Transportation excellence has traditionally been limited due to lack of visibility, both upstream (before planning) and downstream (after execution). Forward planning is characterized by traditional over-the-wall silo processes and systems interfaces, in which requirements are not visible until after orders are placed. The result is that transportation has an extremely limited planning horizon from which to optimize.
Post-execution visibility has also been limited, but this is not due to lack of information. TMS offers tremendous information detail; however, the transactional information provided is so extremely large, it is nearly impossible to identify meaningful trends and variances. To overcome these challenges, new solutions - integrated planning and transportation business intelligence - are being utilized and adding tremendous value.
Integrated Planning - Tompkins has partnered with a firm that has broken down the wall between replenishment buying and transportation. The solution looks at order patterns - either historical or project demand - at a lane basis and determines the optimal transportation plan and the ordering pattern to accomplish it. It reports on the inventory impact of this optimal plan. Intelligent decisions can be made that incorporate the entire inbound supply chain (both the inventory and transportation components) making this a groundbreaking achievement. Case studies reveal the typical benefit of an optimal plan is 7-percent improvement over a traditional robust TMS solution.
The challenge will be change management - the beneficiary is primarily transportation, but the users are inventory managers.
Transportation Business Intelligence - BI software applications are becoming more common across the corporation and have excellent utility for transportation users. They are always hungry for information, but traditional metrics are aggregated in such a way that the information cannot be executed. For example, a report might show that a facility's cost per unit has increased, but at the aggregated level, a user cannot identify where it occurred, so it lacks information on what to do about it.

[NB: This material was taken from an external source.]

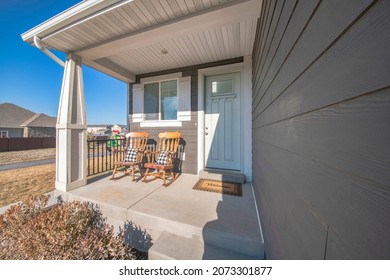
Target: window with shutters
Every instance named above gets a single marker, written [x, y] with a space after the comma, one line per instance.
[3, 134]
[162, 101]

Disaggregating to the lane or carrier level is possible - but not manageable - with spreadsheet reporting. This is due to the vast number of lanes in the shippers' networks.

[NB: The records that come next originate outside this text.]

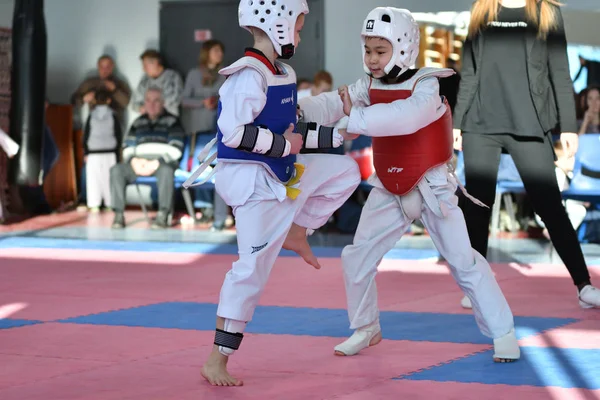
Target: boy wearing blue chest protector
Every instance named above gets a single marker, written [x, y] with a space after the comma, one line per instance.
[277, 194]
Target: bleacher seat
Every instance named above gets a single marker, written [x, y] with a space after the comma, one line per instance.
[509, 182]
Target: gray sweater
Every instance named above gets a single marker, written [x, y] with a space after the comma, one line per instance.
[170, 83]
[198, 118]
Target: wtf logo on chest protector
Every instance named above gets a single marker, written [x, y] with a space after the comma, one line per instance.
[288, 100]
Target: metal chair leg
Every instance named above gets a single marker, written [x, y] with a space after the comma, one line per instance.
[510, 209]
[142, 203]
[496, 214]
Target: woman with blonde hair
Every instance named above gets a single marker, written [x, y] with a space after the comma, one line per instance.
[590, 123]
[515, 90]
[200, 100]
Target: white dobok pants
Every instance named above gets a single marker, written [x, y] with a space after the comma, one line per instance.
[264, 215]
[383, 222]
[97, 178]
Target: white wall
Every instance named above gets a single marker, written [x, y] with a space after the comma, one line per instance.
[80, 30]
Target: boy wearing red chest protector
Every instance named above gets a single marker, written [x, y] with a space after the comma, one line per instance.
[411, 126]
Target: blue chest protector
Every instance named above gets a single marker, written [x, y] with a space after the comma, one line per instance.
[279, 112]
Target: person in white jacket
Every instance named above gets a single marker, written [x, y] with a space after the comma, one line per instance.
[278, 196]
[411, 126]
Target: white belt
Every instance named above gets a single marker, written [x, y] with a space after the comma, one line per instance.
[205, 161]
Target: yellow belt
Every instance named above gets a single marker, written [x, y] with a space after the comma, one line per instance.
[292, 192]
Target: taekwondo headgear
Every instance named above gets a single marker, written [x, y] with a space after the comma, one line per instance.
[277, 18]
[400, 28]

BI applications reveal this information quickly and precisely, identifying issues that need to be corrected. With the proper targets and variance reporting, transportation BI can be created as an exception management process, in which a user, on a systematic basis (preferably weekly), can be informed when lanes, carriers, facilities and so on do not meet a target. Business changes that may have gone undiscovered for six months or a year can now be found immediately. Transportation BI is a strategic solution, enabling transportation users to make changes based on the reality of execution in an environment that is always changing.
Large shippers are beginning to implement these systems, and data service providers are incorporating them in their service bundles. The biggest challenge is affordability. At the same time, companies do not like to invest in measurements, and most packaged systems on the market are expensive. But this will be changing as custom-designed, affordable micro BI applications that fit the transportation budget hit the market.